In 2020, Ganjiang in Jiangxi successfully auctioned off the province’s first M0 land parcel.

Originally, that area was zoned as industrial land (M2), primarily serving as traditional, low-efficiency land for medical logistics.

After being rezoned to M0, it was transformed into a first-class domestic translational medicine research institute—centered on translational medicine, with pharmaceutical R&D and production as its primary functions, and supported by corresponding service facilities—aiming to achieve a high degree of integration among industry, academia, and research.

Comparative studies have shown that the “replacing old industries with new ones” initiative in old industrial parks and factory buildings typically begins in city centers where traditional industries are concentrated and where the need for renovation is most urgent.

Combining “standard land” with “new industrial land” may well yield a “1+1>2” effect.

For headquarters projects, such as the construction of headquarters office buildings and R&D centers, only commercial and service land can be used.

However, since commercial and service land is significantly more expensive than industrial land, it is very difficult for third- and fourth-tier cities to attract such headquarters projects.

"New-type industrial land" resolves the restrictions that industrial land imposes on the construction of office buildings, R&D centers, dormitories, and other structures, reducing costs while enhancing the flexibility of land use.

The organic integration of “standard land” and “new industrial land” further unlocks greater potential for plots with “附加” conditions.

Yantai has launched the nation’s first “New Industrial Standard Land (M0).” In addition to meeting standard requirements such as per-mu investment and planning design conditions, enterprises on this land must also satisfy two specific metrics: the proportion of R&D expenditure and the proportion of R&D personnel.

This further stimulates regional R&D and innovation, creating a synergistic “1+1>2” effect.

Securing the land is just the beginning

New industrial land represents an attempt at refined land management.

In the past, for industrial park developers, securing land meant they were already halfway to success; but with new industrial land, securing the land is just the beginning of the story...

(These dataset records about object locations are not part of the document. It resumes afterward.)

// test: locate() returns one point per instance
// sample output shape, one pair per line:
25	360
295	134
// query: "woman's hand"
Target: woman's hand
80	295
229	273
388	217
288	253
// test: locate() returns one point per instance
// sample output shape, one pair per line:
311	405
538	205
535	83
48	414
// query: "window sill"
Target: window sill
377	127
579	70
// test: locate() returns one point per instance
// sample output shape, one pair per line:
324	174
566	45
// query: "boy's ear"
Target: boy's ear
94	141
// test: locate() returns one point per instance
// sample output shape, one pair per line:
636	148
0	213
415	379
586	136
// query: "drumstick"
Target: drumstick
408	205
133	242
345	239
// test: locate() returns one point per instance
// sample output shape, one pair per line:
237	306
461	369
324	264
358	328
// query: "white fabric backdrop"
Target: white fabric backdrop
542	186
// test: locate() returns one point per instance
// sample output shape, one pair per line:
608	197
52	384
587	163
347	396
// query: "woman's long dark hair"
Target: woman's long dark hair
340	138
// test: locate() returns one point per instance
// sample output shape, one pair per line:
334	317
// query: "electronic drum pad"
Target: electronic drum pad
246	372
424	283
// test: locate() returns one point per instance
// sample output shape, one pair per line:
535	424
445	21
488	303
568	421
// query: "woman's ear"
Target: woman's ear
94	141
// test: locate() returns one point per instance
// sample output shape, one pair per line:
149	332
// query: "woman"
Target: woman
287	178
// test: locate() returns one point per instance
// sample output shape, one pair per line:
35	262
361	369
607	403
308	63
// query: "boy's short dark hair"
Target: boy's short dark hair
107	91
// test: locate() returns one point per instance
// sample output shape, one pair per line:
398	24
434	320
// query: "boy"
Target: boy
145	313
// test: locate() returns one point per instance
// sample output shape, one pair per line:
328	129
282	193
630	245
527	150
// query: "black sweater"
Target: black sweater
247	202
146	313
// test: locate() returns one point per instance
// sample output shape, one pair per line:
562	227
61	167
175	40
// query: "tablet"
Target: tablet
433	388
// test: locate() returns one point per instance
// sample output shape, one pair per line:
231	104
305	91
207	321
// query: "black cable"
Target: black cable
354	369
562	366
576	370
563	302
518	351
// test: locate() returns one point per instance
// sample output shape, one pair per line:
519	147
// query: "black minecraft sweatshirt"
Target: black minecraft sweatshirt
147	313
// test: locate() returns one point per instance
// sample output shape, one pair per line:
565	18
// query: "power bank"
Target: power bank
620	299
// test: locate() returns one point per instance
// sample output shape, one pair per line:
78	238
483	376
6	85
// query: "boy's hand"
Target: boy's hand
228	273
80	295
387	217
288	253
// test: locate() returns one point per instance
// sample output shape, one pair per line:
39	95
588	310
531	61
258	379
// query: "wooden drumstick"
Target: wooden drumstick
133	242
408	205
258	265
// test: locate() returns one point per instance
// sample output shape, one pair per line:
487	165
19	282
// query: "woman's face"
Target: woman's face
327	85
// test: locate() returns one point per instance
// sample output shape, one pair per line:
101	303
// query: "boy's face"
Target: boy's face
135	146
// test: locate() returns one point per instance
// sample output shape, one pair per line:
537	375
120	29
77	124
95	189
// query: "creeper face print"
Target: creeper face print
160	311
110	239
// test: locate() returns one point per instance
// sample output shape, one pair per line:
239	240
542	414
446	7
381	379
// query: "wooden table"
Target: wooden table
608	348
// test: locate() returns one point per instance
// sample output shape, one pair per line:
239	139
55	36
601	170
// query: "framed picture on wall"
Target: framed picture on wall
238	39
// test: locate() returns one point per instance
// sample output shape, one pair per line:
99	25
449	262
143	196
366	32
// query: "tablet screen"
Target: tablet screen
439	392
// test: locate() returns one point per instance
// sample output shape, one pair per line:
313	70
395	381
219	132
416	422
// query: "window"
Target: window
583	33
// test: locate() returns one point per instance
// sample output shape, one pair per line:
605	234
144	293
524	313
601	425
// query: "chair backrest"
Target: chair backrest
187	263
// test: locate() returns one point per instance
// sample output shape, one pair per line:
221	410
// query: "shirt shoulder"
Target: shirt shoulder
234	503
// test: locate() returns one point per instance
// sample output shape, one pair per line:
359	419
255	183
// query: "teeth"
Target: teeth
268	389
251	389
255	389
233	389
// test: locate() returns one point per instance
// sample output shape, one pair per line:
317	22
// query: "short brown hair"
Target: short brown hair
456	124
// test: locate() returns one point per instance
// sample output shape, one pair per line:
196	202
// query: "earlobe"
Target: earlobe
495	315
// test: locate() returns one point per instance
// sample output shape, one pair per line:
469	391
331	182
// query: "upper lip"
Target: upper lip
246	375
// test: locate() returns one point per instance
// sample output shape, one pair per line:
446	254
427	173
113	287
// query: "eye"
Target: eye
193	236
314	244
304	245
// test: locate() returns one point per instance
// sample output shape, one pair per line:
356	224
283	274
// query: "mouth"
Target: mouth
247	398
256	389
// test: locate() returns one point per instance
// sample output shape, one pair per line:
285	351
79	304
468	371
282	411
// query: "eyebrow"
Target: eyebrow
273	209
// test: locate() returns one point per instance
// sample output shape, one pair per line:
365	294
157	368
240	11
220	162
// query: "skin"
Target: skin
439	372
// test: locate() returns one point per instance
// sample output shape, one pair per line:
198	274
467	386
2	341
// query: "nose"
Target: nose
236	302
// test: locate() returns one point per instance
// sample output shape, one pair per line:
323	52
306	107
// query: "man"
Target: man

I once saw a company representative who, after securing an M0 project in City M, admitted, “I don’t know how to proceed with investment promotion.”

Indeed, to ensure industries take root and thrive, local governments enforce extremely strict oversight of new industrial land—from industry entry requirements to full lifecycle management.

For new industrial land, the investment promotion and operations following the development of the park present even more rigorous challenges.

Given the unique nature of new industrial land, many regions have targeted two specific groups for investment promotion.

One is the headquarters economy projects mentioned earlier, and the other is the R&D and headquarters of small and medium-sized enterprises.

It is not hard to understand that more favorable land prices are a key factor in attracting these two types of projects.

A new industrial land site in Shenzhen was initially positioned as a headquarters base for strategic emerging industries, primarily targeting SMEs.

Ultimately, 15 companies jointly bid for the land to construct headquarters office buildings, with R&D space accounting for 86% of the total area, and the remaining 14% allocated to supporting commercial facilities, canteens, and other amenities.

There are many such success stories in Shenzhen.

The preferential pricing of M0 land has helped Shenzhen retain a large number of local high-tech enterprises while also attracting high-quality companies from other regions to continuously establish operations there, achieving a high degree of industrial concentration.

This demonstrates that the significance of M0 extends beyond land policy; it also serves as a model of refined governance.